Dai dati OsMed (Osservatorio sull’impiego dei farmaci curato dall’AIFA) emerge che la maggior parte dei pazienti con pregresse fratture da fragilità non segue una terapia specifica. Da tempo sono disponibili diversi farmaci che riducono il rischio di frattura osteoporotica, suddivisi in 2 classi: anticatabolici, detti anche antiriassorbitivi, e anabolici che stimolano la formazione dell’osso. L’AIFA ha sviluppato e pubblicato un diagramma di flusso il cui obiettivo è quello di suggerire, alla luce delle evidenze scientifiche oggi disponibili, l’impiego clinico appropriato dei farmaci per il trattamento dell’osteoporosi erogati dal SSN secondo la nota 79. L’impatto economico di una patologia così diffusa è naturalmente molto elevato considerando anche che l’Italia ha il più alto indice di invecchiamento del mondo e le sole fratture del femore hanno un costo annuo di 1.200 milioni di euro”, conclude Marcocci.
“Ma la struttura ossea può essere colpita anche da quelle che sono considerate malattie scheletriche rare, precisa la prof.ssa Annamaria Colao – Ordinario di Endocrinologa, Università Federico II – un gruppo eterogeneo di malattie ereditarie che causano problemi della crescita e dello sviluppo. Tali malattie si differenziano in base a caratteristiche cliniche, radiologiche e genetiche ma hanno tutte un impatto spesso devastante sulla qualità della vita delle persone che ne sono affette. L’osteogenesi imperfetta, il morbo di Paget, il rachitismo resistente al trattamento con Vitamina D e l’ipofosfatasia sono solo alcune delle oltre 400 anomalie rare del sistema scheletrico che colpiscono i pazienti di tutto il mondo. La Campania è una regione ad elevata prevalenza di Malattia di Paget, patologia cronica dello scheletro, in cui le ossa sono più fragili e si ha un’aumentata tendenza alla frattura. Per ragioni non ancora chiarite, i pazienti di origine campana presentano una maggiore gravità della patologia in termini di numero di siti ossei colpiti e precocità di insorgenza.

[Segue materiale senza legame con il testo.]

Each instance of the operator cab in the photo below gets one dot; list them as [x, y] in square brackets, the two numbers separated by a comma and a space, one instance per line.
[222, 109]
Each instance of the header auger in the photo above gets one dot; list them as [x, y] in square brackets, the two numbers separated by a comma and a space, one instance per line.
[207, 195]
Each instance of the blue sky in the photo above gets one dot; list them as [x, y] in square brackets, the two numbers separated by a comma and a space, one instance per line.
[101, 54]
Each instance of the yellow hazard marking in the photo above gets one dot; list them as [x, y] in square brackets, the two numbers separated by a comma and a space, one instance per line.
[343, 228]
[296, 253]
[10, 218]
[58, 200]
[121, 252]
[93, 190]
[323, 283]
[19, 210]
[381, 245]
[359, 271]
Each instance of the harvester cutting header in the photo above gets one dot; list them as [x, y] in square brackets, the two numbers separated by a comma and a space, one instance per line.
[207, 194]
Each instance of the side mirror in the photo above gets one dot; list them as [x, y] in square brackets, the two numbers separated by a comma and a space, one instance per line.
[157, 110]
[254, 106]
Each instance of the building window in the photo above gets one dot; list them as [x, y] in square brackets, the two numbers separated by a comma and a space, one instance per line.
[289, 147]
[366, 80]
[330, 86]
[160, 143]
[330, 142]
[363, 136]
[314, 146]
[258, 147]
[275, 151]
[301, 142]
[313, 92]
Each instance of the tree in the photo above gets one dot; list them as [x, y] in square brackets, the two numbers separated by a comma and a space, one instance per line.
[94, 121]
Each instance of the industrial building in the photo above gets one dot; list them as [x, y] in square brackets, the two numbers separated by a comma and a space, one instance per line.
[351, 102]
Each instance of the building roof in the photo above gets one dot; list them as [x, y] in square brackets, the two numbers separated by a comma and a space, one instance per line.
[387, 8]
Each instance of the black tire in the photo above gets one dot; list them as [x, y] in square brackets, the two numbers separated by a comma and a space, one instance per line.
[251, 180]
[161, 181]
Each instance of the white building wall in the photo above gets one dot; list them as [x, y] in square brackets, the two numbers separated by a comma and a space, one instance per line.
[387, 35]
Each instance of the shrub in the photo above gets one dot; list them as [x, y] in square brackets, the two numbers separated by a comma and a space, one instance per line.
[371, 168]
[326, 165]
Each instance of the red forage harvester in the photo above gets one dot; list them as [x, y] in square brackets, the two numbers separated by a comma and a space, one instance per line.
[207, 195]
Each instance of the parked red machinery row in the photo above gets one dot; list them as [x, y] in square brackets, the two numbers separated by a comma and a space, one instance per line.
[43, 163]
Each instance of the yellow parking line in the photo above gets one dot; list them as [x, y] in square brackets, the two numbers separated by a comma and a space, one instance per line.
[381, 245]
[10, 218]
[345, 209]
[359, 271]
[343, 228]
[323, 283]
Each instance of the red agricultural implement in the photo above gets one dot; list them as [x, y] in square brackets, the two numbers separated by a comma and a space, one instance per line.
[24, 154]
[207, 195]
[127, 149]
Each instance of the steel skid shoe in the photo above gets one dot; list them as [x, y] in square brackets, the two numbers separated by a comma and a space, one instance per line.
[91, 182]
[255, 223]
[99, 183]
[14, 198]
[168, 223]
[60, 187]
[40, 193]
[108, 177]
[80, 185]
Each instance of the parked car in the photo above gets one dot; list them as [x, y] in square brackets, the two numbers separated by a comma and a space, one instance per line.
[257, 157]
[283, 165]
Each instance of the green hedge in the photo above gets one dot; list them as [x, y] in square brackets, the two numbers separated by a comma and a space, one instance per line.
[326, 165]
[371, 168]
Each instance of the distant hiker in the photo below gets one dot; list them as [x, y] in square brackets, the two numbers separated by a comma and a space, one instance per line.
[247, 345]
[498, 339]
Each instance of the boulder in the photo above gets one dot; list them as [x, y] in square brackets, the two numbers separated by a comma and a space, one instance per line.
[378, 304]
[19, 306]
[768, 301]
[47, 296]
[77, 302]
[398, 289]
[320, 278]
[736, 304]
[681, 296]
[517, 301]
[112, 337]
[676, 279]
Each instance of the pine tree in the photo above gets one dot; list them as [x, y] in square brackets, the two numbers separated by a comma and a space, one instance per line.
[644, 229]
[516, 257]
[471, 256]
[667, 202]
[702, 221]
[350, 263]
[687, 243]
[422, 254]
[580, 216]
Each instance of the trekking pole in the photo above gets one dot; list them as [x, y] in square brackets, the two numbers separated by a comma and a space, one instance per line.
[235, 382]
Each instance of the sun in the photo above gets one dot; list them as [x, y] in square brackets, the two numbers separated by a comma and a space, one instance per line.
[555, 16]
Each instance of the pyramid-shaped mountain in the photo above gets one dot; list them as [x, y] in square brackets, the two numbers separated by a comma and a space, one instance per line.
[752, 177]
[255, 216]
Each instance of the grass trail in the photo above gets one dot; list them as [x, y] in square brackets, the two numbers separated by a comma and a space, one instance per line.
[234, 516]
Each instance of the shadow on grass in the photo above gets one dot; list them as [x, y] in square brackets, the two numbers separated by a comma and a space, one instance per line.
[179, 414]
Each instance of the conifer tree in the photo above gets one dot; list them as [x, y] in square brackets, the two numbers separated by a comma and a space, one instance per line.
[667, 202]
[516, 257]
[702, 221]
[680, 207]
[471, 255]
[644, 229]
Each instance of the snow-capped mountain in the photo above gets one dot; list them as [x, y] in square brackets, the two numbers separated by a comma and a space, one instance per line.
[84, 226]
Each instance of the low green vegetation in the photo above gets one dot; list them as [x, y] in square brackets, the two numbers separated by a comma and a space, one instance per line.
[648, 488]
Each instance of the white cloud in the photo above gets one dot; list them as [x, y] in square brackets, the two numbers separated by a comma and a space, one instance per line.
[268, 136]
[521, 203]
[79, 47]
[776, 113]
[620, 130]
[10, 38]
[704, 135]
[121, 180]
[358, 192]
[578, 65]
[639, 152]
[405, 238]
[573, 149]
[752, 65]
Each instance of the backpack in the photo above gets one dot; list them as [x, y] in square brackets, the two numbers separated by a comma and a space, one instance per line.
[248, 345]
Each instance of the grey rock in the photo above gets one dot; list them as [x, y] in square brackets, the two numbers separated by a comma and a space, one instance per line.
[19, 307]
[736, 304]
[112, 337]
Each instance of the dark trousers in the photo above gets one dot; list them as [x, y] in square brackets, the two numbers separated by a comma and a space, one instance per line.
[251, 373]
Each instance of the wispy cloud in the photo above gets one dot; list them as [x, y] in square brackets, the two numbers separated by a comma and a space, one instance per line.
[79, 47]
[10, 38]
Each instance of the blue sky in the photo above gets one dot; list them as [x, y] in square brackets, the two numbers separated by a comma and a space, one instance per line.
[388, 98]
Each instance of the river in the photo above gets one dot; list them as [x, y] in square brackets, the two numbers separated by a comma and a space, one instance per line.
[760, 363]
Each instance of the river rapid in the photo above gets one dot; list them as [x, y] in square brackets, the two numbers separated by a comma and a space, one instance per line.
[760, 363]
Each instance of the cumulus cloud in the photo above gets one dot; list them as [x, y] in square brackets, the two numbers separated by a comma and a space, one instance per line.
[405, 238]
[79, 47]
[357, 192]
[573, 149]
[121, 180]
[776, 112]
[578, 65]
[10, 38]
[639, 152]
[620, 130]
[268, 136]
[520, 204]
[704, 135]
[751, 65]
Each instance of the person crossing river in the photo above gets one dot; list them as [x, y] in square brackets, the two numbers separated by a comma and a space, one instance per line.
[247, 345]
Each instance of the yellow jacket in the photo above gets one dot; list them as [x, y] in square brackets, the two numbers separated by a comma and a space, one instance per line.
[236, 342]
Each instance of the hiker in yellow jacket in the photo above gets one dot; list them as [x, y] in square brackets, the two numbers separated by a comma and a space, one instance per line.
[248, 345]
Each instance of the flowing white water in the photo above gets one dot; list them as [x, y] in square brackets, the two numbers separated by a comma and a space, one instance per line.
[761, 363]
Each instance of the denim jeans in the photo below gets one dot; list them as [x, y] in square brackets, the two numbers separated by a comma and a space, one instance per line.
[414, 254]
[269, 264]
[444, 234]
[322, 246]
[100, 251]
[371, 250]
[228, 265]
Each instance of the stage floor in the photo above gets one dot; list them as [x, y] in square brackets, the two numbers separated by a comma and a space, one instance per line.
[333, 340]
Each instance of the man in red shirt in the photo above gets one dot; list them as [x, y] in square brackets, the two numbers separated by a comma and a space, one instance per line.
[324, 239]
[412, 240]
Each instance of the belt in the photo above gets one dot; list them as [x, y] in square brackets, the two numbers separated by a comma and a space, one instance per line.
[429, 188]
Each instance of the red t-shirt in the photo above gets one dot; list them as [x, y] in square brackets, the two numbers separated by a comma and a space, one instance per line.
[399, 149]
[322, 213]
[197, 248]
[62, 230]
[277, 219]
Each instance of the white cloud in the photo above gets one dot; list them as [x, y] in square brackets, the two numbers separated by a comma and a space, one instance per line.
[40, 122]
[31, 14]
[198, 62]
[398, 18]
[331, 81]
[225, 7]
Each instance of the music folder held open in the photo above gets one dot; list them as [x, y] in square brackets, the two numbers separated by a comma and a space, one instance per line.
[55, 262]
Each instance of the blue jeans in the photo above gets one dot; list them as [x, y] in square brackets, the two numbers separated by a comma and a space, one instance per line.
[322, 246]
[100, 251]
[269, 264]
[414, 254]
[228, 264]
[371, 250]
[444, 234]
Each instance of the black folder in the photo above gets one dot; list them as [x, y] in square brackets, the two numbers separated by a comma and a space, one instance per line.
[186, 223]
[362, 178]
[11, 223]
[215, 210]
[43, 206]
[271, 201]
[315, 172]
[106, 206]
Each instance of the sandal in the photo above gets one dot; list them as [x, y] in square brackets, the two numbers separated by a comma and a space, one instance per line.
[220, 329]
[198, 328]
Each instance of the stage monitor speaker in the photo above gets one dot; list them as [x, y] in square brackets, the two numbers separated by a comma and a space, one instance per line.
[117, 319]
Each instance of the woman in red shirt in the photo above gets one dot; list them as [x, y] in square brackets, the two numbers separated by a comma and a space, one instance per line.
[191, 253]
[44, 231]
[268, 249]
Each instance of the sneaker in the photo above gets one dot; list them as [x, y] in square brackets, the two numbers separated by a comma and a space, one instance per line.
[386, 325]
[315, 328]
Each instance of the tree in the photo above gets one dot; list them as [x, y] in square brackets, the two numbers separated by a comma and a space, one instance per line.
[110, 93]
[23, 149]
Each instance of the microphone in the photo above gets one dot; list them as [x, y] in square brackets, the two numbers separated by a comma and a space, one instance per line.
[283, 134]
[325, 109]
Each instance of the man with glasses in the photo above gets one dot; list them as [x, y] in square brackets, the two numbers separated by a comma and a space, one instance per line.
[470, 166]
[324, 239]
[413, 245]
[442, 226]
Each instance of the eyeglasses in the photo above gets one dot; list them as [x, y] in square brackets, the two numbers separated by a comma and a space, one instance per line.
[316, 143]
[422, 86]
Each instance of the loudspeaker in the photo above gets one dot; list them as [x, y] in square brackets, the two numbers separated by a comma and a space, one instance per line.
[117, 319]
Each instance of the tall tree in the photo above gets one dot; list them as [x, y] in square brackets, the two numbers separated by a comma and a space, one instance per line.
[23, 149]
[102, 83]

A causa della rarità, prosegue l’esperta, delle malattie scheletriche (la loro incidenza varia da 1/25.000 a 1/100.000) la diagnosi rappresenta una sfida per il sistema sanitario. Ma la sfida interessa anche l’individuazione di trattamenti appropriati in quanto attualmente si dispone di poche opzioni terapeutiche. Per alcune di esse non esiste nessuna cura, ma alcuni sintomi o segni legati alle malattie possono essere gestiti, quali ad esempio le fratture”, conclude Annamaria Colao.
“Le malattie endocrino-metaboliche – conclude Edoardo Guastamacchia, Presidente AME Associazione Medici Endocrinologi – interessano un gran numero di soggetti e sono in costante aumento. Vengono frequentemente sottovalutate dai pazienti perché i sintomi sono inizialmente sfumati: è invece essenziale comprendere quanto sia importante intervenire precocemente per evitare l’insorgenza di complicanze che sarebbero poi di difficile gestione. Patologie quali il diabete, obesità e osteoporosi, per l’evoluzione cronica e per il numero di persone interessate, hanno un rilevante impatto socio economico”.
Di “Malattie endocrino-metaboliche” si parlerà in un convegno promosso da AME, Associazione Medici Endocrinologi, con il patrocinio della Regione Campania e l’Azienda Ospedaliera A. Cardarelli sotto la Presidenza del prof. G. Lombardi e la direzione scientifica dei dott. Raffaele Giannattasio, Vincenzo Novizio, Francesco Scavuzzo e il coordinamento di Silvio Settembrini a Napoli il 12 e il 13 dicembre presso Palazzo Alabardieri.